Anggota Komisi V DPRD Provinsi Lampung dari Fraksi PDI Perjuangan, Condrowati, menyambut positif langkah Pemerintah Provinsi Lampung yang mulai menyiapkan pembayaran tunggakan iuran BPJS Kesehatan secara bertahap.
Menurut Condrowati, keputusan tersebut menunjukkan adanya respons cepat dari pemerintah daerah setelah persoalan tunggakan dibahas bersama DPRD. Ia menilai penyelesaian kewajiban kepada BPJS Kesehatan perlu dilakukan agar akses layanan kesehatan masyarakat tidak terganggu.
“Kami mengapresiasi respons cepat Pemprov Lampung yang langsung melakukan koordinasi dan menyiapkan skema pembayaran setelah pembahasan bersama DPRD. Ini langkah yang baik karena pelayanan masyarakat harus menjadi prioritas,” ujar Condrowati, dikutip Minggu (28/6/2026).
Politisi PDI Perjuangan itu menegaskan, inti dari penyelesaian persoalan ini bukan semata urusan administrasi keuangan pemerintah daerah. Lebih dari itu, kata dia, negara melalui pemerintah daerah wajib memastikan hak warga untuk memperoleh pelayanan kesehatan tetap terpenuhi.

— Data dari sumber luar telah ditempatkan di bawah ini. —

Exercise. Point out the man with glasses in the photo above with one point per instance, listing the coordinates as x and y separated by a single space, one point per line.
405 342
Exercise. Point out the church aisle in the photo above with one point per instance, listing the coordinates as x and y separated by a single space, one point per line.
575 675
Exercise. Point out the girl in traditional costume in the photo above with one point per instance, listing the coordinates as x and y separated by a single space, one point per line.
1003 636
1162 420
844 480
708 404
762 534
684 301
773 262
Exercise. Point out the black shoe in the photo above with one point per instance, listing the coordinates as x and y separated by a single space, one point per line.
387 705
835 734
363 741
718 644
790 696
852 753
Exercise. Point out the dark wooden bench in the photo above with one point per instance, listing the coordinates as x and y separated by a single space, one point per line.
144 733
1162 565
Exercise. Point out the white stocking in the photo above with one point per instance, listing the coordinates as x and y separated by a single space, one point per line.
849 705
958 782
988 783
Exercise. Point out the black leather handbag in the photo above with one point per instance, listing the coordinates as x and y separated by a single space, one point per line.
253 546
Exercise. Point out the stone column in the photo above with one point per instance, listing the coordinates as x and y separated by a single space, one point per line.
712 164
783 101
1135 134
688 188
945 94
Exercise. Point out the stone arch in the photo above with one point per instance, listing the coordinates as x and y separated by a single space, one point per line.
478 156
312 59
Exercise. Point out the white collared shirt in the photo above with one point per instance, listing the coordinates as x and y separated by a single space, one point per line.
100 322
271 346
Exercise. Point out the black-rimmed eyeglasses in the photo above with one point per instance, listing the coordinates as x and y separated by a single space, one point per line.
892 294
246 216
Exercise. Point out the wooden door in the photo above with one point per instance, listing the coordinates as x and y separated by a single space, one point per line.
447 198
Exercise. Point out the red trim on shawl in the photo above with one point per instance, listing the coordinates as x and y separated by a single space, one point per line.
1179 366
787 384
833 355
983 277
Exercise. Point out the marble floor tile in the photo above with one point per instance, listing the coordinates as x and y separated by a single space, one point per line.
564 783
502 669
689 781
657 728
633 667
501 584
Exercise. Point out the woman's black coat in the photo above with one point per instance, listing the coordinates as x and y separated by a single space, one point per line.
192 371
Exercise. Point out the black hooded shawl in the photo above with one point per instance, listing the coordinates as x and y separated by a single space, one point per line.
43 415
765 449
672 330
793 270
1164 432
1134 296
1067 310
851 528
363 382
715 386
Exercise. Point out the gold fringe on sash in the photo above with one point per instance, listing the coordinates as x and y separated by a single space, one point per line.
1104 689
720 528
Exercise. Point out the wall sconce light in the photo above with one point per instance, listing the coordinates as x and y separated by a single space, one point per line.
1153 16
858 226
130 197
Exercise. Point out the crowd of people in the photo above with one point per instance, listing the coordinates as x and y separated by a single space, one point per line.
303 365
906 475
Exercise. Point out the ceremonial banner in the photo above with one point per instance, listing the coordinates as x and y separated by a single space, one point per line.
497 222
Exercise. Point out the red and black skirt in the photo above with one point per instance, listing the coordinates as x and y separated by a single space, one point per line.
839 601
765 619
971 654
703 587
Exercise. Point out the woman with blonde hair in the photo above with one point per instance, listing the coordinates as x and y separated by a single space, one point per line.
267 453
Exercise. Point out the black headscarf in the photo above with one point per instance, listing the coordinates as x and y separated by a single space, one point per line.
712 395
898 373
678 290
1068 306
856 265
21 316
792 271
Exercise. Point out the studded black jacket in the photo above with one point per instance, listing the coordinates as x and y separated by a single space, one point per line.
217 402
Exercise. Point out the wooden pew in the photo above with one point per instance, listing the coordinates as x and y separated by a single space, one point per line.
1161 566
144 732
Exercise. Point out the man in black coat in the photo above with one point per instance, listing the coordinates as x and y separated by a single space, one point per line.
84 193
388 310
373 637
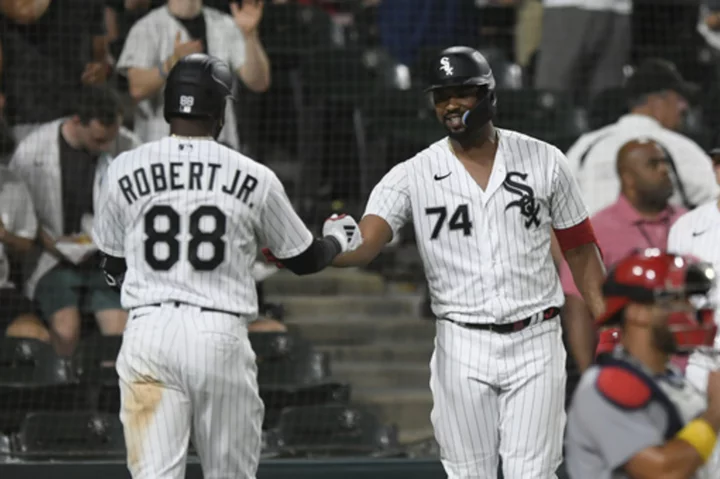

Condrowati menjelaskan, Komisi V DPRD Lampung sejak awal memberi perhatian terhadap tunggakan BPJS Kesehatan karena berkaitan langsung dengan kebutuhan dasar masyarakat. Karena itu, DPRD mendorong penyelesaian dilakukan secara terukur dengan mempertimbangkan kemampuan keuangan daerah.
Ia menilai skema pembayaran bertahap dapat menjadi jalan tengah, sepanjang dilakukan dengan komitmen yang jelas dan tidak mengorbankan pelayanan publik lainnya. DPRD, lanjutnya, akan terus mencermati perkembangan pembayaran tersebut.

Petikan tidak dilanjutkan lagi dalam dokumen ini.